WFGH
- Fort Gay, West Virginia; United States;
- Broadcast area: Wayne County, West Virginia Lawrence County, Kentucky
- Frequency: 90.7 MHz
- Branding: WFGH 90.7

Programming
- Format: Variety
- Affiliations: Fox News Radio Westwood One

Ownership
- Owner: Superstation Network by Friends of WFGH Inc
- Sister stations: WVWP-LP

History
- First air date: 1973
- Call sign meaning: W Fort Gay High School

Technical information
- Licensing authority: FCC
- Facility ID: 71166
- Class: B1
- ERP: 7,800 Watts
- HAAT: 62 Meters
- Transmitter coordinates: 38°7′58.0″N 82°35′37.0″W﻿ / ﻿38.132778°N 82.593611°W

Links
- Public license information: Public file; LMS;
- Webcast: WFGH Webstream
- Website: WFGH Online

= WFGH =

Radio station in Fort Gay, West Virginia

WFGH is a Variety formatted broadcast radio station licensed to Fort Gay, West Virginia, serving Wayne County in West Virginia and Lawrence County in Kentucky.
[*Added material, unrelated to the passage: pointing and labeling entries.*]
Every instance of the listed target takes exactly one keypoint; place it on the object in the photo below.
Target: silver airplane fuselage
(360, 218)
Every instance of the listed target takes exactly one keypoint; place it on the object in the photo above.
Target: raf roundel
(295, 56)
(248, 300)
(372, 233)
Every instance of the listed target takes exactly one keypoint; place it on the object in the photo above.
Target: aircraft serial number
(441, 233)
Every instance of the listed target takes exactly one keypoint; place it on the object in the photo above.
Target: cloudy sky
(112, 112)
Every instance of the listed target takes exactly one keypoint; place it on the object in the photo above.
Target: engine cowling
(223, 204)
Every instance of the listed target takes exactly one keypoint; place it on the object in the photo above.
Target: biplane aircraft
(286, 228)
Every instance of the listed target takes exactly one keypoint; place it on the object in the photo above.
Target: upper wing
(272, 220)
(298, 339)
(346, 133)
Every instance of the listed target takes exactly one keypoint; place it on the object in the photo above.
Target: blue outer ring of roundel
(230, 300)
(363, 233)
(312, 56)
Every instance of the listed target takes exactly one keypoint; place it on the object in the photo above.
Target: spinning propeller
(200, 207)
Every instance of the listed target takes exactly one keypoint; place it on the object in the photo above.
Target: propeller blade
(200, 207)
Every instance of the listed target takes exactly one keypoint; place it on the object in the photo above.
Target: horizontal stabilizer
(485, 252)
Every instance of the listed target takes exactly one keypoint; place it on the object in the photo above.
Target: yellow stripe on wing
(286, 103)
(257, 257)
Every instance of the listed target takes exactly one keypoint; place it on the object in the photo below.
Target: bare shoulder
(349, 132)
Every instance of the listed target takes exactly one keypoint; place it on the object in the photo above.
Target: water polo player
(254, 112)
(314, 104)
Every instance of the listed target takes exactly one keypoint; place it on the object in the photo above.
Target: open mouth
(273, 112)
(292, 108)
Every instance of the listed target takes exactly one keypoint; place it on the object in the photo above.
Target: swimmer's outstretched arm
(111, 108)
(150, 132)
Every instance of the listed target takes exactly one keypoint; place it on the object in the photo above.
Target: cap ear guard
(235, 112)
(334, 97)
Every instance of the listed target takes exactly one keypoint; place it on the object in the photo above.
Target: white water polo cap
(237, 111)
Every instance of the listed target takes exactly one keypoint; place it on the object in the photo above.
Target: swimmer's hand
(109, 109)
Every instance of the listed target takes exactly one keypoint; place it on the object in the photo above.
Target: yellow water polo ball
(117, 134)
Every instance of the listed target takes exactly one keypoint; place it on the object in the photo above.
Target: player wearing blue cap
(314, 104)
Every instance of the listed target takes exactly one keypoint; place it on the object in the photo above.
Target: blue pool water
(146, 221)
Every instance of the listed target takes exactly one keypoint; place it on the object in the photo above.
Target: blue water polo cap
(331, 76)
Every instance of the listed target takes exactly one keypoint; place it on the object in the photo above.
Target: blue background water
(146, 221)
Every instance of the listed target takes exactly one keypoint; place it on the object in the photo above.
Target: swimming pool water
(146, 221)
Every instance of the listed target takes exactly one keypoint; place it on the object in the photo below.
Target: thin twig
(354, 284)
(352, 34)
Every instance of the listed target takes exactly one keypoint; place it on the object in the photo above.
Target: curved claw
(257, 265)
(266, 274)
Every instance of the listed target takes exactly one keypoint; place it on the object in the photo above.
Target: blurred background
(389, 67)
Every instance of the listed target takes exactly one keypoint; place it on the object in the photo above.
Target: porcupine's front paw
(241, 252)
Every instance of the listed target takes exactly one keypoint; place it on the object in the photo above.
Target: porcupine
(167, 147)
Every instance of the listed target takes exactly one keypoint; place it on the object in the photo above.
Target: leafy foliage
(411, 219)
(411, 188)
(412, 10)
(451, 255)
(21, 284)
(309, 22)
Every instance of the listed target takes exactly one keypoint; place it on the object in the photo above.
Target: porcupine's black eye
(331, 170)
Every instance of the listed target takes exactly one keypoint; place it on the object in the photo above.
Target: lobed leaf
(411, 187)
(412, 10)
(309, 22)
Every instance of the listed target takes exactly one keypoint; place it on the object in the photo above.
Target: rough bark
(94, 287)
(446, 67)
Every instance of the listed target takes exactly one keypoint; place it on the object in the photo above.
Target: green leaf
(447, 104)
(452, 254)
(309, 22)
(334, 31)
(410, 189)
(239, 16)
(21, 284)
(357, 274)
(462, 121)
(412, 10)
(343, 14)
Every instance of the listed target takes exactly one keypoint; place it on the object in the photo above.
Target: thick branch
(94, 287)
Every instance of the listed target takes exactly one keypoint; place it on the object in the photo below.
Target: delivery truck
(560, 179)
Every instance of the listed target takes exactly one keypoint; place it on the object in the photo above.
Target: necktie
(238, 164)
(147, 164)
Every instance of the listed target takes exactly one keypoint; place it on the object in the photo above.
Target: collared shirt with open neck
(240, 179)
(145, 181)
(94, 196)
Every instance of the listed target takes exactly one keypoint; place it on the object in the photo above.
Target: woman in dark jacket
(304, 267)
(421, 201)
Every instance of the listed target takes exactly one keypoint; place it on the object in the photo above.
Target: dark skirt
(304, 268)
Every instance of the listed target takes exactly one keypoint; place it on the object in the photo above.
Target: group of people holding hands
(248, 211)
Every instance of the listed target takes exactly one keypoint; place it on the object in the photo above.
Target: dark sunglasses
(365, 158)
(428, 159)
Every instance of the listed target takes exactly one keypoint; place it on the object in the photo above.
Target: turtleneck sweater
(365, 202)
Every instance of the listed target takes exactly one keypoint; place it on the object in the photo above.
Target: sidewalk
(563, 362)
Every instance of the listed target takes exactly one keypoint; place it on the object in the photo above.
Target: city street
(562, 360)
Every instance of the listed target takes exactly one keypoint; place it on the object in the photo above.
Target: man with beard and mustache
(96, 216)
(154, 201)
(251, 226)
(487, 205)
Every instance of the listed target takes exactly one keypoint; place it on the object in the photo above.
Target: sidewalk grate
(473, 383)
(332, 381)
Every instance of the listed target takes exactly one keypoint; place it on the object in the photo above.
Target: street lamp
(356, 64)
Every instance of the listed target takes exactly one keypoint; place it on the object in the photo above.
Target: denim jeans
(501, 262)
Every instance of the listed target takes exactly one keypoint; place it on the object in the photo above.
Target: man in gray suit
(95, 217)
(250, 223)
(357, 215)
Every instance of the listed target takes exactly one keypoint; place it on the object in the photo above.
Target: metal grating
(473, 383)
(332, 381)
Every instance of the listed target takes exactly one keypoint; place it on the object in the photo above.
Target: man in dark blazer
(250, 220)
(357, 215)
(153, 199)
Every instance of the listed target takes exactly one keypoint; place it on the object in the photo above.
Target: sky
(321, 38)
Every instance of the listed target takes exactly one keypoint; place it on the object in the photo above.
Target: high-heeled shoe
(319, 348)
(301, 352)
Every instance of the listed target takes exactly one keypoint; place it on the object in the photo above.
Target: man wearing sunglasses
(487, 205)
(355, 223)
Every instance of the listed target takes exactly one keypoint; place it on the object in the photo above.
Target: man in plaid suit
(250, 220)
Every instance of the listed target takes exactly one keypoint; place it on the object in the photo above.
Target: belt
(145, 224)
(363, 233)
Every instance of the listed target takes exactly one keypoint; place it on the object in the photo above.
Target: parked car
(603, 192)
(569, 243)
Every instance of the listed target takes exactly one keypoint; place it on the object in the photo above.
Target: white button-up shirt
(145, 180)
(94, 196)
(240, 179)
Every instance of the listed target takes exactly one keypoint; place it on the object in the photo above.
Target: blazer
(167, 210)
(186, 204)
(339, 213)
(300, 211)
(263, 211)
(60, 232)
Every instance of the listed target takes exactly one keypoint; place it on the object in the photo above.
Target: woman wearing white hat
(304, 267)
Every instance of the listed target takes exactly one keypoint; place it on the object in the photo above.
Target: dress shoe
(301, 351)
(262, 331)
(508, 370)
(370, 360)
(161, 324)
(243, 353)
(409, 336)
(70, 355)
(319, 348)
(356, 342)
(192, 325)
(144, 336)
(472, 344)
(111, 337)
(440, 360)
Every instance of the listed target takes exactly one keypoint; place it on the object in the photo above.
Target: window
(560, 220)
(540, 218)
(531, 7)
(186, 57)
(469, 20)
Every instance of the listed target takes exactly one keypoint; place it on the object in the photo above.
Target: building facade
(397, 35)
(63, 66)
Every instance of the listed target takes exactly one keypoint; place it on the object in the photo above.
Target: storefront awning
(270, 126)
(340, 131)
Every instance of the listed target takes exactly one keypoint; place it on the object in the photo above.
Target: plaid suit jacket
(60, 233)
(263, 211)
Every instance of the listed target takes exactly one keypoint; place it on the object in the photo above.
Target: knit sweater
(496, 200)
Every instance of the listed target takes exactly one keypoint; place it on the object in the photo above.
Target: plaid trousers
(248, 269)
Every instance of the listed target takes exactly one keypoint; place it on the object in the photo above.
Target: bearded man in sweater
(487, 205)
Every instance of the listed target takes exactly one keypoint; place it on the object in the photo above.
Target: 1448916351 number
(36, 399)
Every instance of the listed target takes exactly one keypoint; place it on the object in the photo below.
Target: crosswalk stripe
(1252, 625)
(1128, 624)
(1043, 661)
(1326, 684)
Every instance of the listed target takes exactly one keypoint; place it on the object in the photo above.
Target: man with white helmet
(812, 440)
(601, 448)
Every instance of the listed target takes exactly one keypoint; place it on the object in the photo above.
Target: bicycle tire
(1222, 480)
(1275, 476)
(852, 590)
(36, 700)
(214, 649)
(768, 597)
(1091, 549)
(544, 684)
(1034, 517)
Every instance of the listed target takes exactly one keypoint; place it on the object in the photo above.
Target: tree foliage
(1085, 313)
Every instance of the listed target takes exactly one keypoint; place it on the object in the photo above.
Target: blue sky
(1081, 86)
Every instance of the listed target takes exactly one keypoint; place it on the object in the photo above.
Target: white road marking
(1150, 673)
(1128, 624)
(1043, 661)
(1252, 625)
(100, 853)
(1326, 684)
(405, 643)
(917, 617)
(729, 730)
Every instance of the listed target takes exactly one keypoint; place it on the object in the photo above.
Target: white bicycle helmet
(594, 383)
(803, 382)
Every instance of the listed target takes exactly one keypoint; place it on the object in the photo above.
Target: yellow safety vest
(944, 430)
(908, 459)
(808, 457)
WFGH is owned and operated by Wayne County Board of Education under General Manager Fred Damron at Wayne High School. It was started by Hazel Damron in 1979 and has served Wayne County since.

The station went off the air due to budget cuts on July 1, 2017, but was immediately revived on July 3, 2017 by the community group Friends of WFGH.